Le cas transmis par la Cour de cassation française concerne quant à lui une ingénieure d'étude employée par la société hexagonale Micropole. Au moment de son embauche en 2008, Asma Bougnaoui portait le foulard. Mais lors d'un rendez-vous avec un client, ce dernier s'était plaint et avait exigé qu'il n'y ait « pas de voile la prochaine fois ». Micropole avait transmis cette requête à sa collaboratrice qui avait refusé. Elle avait été licenciée en juin 2009. Et ce en l'absence d'une règle interne prohibant le port visible de tout signe politique, philosophique ou religieux.
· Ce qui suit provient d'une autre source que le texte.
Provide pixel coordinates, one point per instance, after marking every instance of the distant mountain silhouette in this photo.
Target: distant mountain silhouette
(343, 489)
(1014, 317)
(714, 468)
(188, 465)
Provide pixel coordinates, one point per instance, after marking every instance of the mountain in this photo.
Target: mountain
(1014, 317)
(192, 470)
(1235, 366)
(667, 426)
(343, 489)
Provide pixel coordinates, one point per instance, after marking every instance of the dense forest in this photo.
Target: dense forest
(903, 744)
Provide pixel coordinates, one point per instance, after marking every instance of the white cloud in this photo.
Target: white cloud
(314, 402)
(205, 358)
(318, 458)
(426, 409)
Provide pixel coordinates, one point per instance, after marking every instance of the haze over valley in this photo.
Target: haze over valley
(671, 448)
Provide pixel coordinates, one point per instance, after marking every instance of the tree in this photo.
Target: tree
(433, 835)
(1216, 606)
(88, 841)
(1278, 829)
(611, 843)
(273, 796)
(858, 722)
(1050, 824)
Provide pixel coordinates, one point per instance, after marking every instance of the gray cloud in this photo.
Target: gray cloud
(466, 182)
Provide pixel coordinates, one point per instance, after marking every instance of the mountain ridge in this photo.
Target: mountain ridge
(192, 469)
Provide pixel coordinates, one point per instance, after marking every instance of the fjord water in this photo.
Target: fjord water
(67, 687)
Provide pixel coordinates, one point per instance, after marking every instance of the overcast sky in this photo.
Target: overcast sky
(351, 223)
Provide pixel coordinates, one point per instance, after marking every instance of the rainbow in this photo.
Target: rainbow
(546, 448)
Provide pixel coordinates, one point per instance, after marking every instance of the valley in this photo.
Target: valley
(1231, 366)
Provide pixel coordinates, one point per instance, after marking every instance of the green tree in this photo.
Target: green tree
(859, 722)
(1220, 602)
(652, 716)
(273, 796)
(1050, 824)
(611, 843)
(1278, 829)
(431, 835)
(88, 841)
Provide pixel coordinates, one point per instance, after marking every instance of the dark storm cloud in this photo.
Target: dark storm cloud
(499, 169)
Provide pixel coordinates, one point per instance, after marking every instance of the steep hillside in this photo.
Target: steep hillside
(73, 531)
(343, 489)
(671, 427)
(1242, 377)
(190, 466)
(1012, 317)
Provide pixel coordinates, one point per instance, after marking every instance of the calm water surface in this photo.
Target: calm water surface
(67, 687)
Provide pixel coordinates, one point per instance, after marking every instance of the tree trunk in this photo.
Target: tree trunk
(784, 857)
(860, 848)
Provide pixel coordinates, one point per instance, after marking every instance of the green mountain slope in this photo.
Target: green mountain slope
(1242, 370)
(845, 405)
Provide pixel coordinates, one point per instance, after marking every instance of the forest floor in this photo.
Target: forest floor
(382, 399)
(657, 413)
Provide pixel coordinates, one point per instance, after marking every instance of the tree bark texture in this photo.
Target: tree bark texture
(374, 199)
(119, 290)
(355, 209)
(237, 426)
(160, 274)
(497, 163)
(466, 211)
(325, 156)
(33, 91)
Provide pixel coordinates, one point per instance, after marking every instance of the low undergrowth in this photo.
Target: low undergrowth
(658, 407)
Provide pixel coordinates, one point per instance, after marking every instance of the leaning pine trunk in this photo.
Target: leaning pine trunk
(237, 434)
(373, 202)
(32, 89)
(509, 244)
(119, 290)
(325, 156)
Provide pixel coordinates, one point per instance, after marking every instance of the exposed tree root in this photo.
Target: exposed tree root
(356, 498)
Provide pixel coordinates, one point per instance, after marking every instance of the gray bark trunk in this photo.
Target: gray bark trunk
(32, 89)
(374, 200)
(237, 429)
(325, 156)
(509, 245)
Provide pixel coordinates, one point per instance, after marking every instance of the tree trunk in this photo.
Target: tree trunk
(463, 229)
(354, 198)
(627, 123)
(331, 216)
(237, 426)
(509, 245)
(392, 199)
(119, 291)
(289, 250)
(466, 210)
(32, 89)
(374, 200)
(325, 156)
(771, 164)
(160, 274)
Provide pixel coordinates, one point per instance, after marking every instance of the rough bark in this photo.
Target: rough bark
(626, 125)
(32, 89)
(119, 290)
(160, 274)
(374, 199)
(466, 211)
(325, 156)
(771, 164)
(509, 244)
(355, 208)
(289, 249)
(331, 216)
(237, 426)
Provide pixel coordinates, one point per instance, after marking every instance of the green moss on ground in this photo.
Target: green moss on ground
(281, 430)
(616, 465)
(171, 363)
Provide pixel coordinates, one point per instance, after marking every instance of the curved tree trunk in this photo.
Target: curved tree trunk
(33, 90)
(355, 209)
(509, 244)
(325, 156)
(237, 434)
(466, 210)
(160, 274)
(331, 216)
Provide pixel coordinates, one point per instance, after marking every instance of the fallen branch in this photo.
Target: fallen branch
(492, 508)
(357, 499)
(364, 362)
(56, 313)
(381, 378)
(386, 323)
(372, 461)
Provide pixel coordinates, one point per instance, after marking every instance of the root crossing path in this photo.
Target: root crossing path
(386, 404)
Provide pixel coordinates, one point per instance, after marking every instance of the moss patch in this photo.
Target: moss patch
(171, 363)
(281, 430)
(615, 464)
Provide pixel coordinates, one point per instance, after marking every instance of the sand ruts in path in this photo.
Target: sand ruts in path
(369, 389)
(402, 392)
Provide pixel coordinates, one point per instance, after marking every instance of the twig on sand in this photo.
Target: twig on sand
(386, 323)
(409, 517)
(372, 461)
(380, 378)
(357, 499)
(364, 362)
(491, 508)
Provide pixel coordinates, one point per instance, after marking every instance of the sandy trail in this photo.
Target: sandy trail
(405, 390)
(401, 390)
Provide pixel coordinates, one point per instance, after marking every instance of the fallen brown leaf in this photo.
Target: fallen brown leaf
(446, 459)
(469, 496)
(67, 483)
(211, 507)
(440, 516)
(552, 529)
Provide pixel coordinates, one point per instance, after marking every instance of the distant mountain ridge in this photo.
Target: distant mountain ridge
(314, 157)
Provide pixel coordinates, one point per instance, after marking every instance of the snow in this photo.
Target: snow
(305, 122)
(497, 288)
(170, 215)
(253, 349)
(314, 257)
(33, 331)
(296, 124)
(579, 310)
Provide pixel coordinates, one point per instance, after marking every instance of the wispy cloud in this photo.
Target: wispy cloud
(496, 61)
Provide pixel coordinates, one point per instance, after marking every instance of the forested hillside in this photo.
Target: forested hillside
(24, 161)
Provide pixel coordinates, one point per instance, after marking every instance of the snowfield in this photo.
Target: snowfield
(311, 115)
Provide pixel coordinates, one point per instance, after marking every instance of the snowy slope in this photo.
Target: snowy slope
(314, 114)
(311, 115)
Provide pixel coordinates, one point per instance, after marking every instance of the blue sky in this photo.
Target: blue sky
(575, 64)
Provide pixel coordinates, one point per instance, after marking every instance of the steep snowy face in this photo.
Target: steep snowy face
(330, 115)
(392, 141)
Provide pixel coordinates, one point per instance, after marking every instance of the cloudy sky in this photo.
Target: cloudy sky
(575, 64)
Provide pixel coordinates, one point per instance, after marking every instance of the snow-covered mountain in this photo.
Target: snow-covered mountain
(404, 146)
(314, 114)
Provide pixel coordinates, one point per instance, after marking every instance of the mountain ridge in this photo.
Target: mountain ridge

Selon Micropole, le port du voile entravait le développement de l’entreprise puisqu’il empêchait la poursuite de l’intervention chez le client.
Dans sa décision, la CJUE estime que « la volonté d’un employeur de tenir compte des souhaits du client de ne plus voir ses services assurés par une travailleuse portant un foulard islamique ne saurait être considérée comme une exigence professionnelle essentielle et déterminante au sens de la directive ».

L'entreprise a fait preuve de discrimination directe illicite, avait estimé, en juillet dernier, l'avocate générale de la Cour de justice de l'UE, Eleanor Sharpston (lire aussi notre actualité). « Du fait de sa religion, Mme Bougnaoui a été traitée de manière moins favorable, puisqu'un autre ingénieur d'études qui n'aurait pas choisi de manifester ses croyances religieuses n'aurait, lui, pas été licencié », avait-elle martelé.

L'Observatoire de la laïcité, une instance gouvernementale, a salué ces arrêts de la CJUE qui, « sans modifier le droit positif français, permettent de préciser l'application des restrictions à la manifestation des convictions individuelles dans le cadre de l'entreprise privée ». La Cour valide par la même occasion la loi Travail qui permet à l’entreprise d’inscrire le « principe de neutralité » dans son règlement intérieur.